Bu modelde dört tekerlekten çekiş sisteminden vazgeçiliyor ve yalnızca arka çekiş özelliğiyle sunuluyor. Tek motorlu Long Range versiyon, 0'dan 60 mil/saat hızlanmayı 6.2 saniyede tamamlarken, AWD versiyonu bu hıza 4.1 saniyede erişiyordu. Ekstra menzil sağlayan yumuşak tonneau kapağa ihtiyaç duyarken, daha büyük jantlar menzili daha da aşağı çekiyor. Gerçek yaşam koşullarında yapılan testlerde ise, Cybertruck vaadettiği menzil değerlerine dahi ulaşmakta zorlanıyor.
Motor eksikliği, çekiş kapasitesini de etkiliyor. Long Range modelinin çekiş kapasitesi 7,500 pound ile sınırlı; bu, diğer modellere göre 3,500 pound daha az.
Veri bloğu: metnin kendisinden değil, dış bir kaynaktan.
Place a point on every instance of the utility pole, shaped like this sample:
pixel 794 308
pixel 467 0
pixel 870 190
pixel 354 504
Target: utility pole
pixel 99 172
Yük kapasitesi ise 2,006 pound seviyelerine düşüyor. Ayrıca, adaptif hava süspansiyonu yerine sabit coil yaylar tercih edilmiş, bu da sürüş konforunu ve yerden yüksekliği olumsuz etkileyebilir.
Model, adaptif süspansiyon sistemi ile birlikte birçok özelliği de kaybediyor. Yatağa entegre prizler, L-Track bağlama sistemi, "premium" iç aydınlatma gibi özellikler yok. İç mekanda deri döşemeler yerine, sadece ön koltukların ısıtıldığı bir sistem mevcut ve havalandırma özelliği de kaldırılmış. Ses sistemi ve diğer iç donanımlar, en basit halleriyle geliyor.
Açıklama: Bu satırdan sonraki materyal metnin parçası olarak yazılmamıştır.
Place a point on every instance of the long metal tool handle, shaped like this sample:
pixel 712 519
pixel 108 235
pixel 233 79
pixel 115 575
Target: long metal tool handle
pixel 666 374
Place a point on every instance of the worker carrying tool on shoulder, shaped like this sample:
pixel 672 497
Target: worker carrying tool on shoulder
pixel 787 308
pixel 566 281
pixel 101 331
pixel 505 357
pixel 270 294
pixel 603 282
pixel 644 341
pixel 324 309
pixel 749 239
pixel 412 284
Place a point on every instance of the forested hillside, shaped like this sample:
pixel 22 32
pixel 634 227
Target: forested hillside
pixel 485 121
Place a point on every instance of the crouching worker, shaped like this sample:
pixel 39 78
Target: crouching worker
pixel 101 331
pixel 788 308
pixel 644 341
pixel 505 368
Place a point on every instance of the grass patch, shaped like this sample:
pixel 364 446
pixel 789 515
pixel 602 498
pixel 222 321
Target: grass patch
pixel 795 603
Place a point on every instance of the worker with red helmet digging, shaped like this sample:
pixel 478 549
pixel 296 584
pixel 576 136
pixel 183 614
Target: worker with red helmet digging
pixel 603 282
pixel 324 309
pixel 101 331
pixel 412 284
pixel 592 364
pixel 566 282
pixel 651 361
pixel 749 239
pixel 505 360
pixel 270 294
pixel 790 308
Tesla başlangıçta Cybertruck’ın fiyatının 40,000 dolara kadar düşeceğini vaat etmişti. Ancak Long Range modelinde yapılacak daha fazla kesinti görünmüyor. Batarya boyutunun küçültülmesi veya kısa vadeli indirimler dışında fiyatların daha da düşmesi pek olası görünmüyor.
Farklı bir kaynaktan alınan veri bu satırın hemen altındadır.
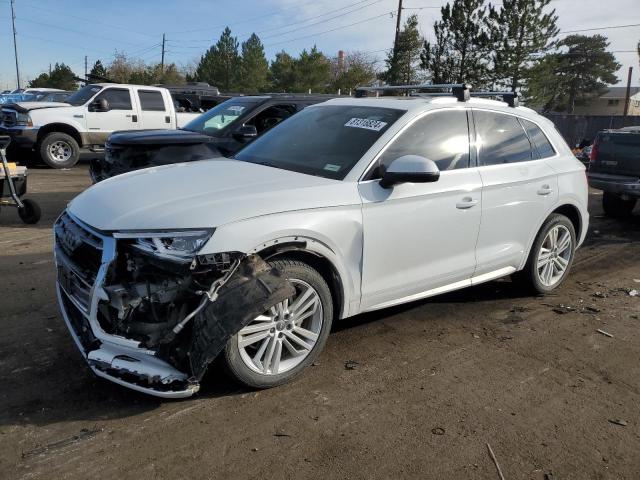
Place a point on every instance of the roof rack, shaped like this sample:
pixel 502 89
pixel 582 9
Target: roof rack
pixel 461 91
Sonuç olarak, Tesla Cybertruck'ın RWD Long Range modeli, daha uygun fiyat etiketine rağmen eksik özellikleri nedeniyle pek de ideal bir seçenek olmayabilir. Tasarruf etmek isteyenler, performans ve kullanım rahatlığından ödün vermeyi göze almalı. Herkesin kararını dikkatle vermesi dileğiyle!